The oilsands are undoubtedly a project which needs to be discussed, but it’s crucial that the conversation remains civil.

  • Taegan

    …but, you didn’t really give any evidence of how things he said were false, just that something he said as a metaphor was a bit hyperbolic and might have hit a bit off-mark. I honestly haven’t been following Neil Young’s presence in the press recently, but resource exploitation and destruction on traditional lands is a real issue, and not one Neil is making up. It’s certainly not fair to compare him to McCarthy.

  • A.E. Matheson

    Looking at pictures of the oil sands photos and Hiroshima photos, I do not find any hyperbole in the comparison. Have heard Mr. Young in interview and heard passion, but nothing uncivil.

    • angry foodie

      Pictures are not the basis of the hyperbole. Reality is.

      Mining isn’t pretty. Never has been. But comparing an ugly mining operation to dropping a nuclear bomb and killing 135 000 people is hysteric hyperbole, no matter what a picture looks like.

  • Dylan

    Unlike McCarthy, Young’s criticism of the oilsands is supported by science. His statement was along the lines of “It looks like Hiroshima.” This statement does not diminish the devastation that occurred in Hiroshima. We can use this comparison to ask ourselves if we are perhaps making a mistake. I see no wrongdoing here.

    • angry foodie

      Using Hiroshima to describe anything other than the deadly potential of nuclear bombs on civilian populations diminishes the devastation that occurred in Hiroshima.

      Sorry, it’s like comparing Auschwitz to a Fort Mac work camp because the architecture is similarly utilitarian.

      They might look exactly the same, but one was a house of horrors while one just is not pretty.

  • G G

    Young might not have all the facts, but neither do oil-sands developers. It is misguided to compare an accomplished musician and environmental activist (Young) to a floozy conspiracy theorist (McCarthy).

  • john

    John: The only real hyperbole here is the comparison of Young with McCarthy

  • angry foodie

    Well, Young also did criticize Keystone for piping oil to China.

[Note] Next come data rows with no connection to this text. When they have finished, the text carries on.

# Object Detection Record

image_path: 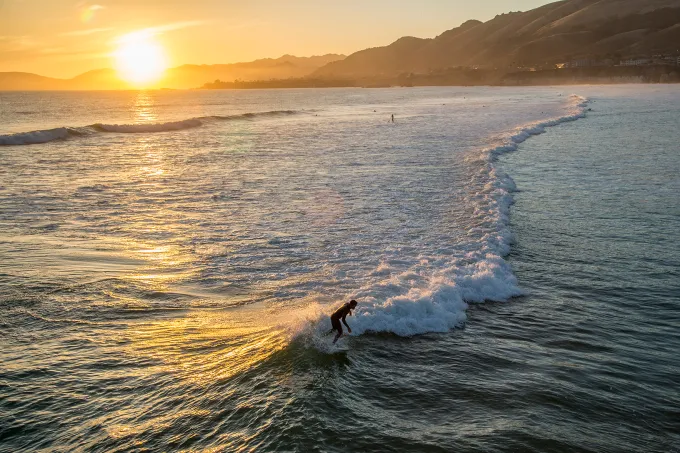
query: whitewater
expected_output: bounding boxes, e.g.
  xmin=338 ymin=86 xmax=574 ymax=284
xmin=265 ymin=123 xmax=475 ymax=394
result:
xmin=0 ymin=91 xmax=587 ymax=336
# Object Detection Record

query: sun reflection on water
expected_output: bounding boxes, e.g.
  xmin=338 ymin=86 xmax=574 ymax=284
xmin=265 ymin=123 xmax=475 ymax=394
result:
xmin=131 ymin=91 xmax=158 ymax=123
xmin=127 ymin=309 xmax=287 ymax=385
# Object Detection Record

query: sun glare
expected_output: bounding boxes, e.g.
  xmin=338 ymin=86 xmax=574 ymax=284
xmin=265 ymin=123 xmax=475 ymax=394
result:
xmin=113 ymin=31 xmax=168 ymax=87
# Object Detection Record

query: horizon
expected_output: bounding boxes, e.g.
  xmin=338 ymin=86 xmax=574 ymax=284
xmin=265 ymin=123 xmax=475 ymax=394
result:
xmin=0 ymin=0 xmax=552 ymax=79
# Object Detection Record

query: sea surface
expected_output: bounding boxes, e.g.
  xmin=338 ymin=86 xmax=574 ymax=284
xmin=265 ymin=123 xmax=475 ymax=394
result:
xmin=0 ymin=85 xmax=680 ymax=453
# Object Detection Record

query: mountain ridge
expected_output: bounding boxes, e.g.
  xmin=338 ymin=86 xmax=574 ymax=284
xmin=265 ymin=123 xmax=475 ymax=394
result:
xmin=0 ymin=54 xmax=345 ymax=91
xmin=312 ymin=0 xmax=680 ymax=78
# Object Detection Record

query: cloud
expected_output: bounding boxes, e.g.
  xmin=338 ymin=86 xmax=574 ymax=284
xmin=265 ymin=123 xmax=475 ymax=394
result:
xmin=114 ymin=20 xmax=208 ymax=43
xmin=59 ymin=27 xmax=113 ymax=36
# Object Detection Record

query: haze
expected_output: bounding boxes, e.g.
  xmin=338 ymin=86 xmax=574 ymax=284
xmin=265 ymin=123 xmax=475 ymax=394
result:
xmin=0 ymin=0 xmax=550 ymax=77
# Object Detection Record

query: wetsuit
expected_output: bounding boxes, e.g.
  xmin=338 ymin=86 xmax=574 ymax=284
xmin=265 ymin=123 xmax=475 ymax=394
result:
xmin=331 ymin=302 xmax=352 ymax=335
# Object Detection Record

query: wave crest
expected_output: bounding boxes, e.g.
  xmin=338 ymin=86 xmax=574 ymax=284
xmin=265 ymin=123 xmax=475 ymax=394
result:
xmin=0 ymin=110 xmax=299 ymax=146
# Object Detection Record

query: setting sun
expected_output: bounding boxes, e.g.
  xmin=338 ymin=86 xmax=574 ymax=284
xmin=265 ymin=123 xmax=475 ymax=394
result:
xmin=113 ymin=31 xmax=167 ymax=85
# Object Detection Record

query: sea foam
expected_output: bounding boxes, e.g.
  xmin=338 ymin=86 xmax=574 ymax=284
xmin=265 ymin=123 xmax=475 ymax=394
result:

    Too bad Keystone is piping it to Gulf refineries for US consumption, not China. Getting his pipelines confused I suppose.

    If you are going to be a spokesman for something, you best have your facts down pat.

    The tarsands have brought many thousands of Canadians high-paying jobs. Some of the more industrious students at the University of Saskatchewan set themselves up to pursue a profession by working in the Alberta oil industry.

    Of course there are negatives to them. No one denies that. Mining is not pretty.

    In my view, it is a delicate balance. So long as global crude prices make the extraction of Alberta bitumen profitable, it will continue.

    You know what shut the tarsands down fast? 2009, when oil hit $35 a barrel. Entire operation went on holidays.

    Oil under $60 a barrel will not be profitable and the tarsands will not operate. Young offers pithy critiques but no solutions to the larger problems. Some of his apologists give him credit for spreading “awareness”. Well, you know something? Anyone who was not aware of the tarsands before Neil Young came out opposed to them ain’t gonna remember them 4 months from now. Don’t pretend that awareness is what we need anymore. We have plenty of awareness. What we need are practical solutions to the problem of growing global energy demand amidst an increasing scarcity of energy resources.

  • J

    There’s a good line of reasoning that quiets mouths and draws eyes to shoelaces.

    Some things you can’t make safe.

    Here you have a toxic substance being transported in mass quantities via aging pipelines made out of plain old carbon steel carrying corrosive material, put together by plain old people. Quality control and monitor it all you like, it ends badly; there will be blood. <—(watch the movie)

  • Steve French

    Neil Young is a fucking saint, shut your mouth Quon.
    What has Neil Young done? A fuckload of activism, millions upon millions raised personally and through concerts for many charities. He’s Canada’s greatest export. Platinum record after platinum record. He’s building an electric car. He’s touched the lives of many.
    What has Quon done? Wrote this article.
    You’re done Quon. Back up the typewriter. You’re off the team.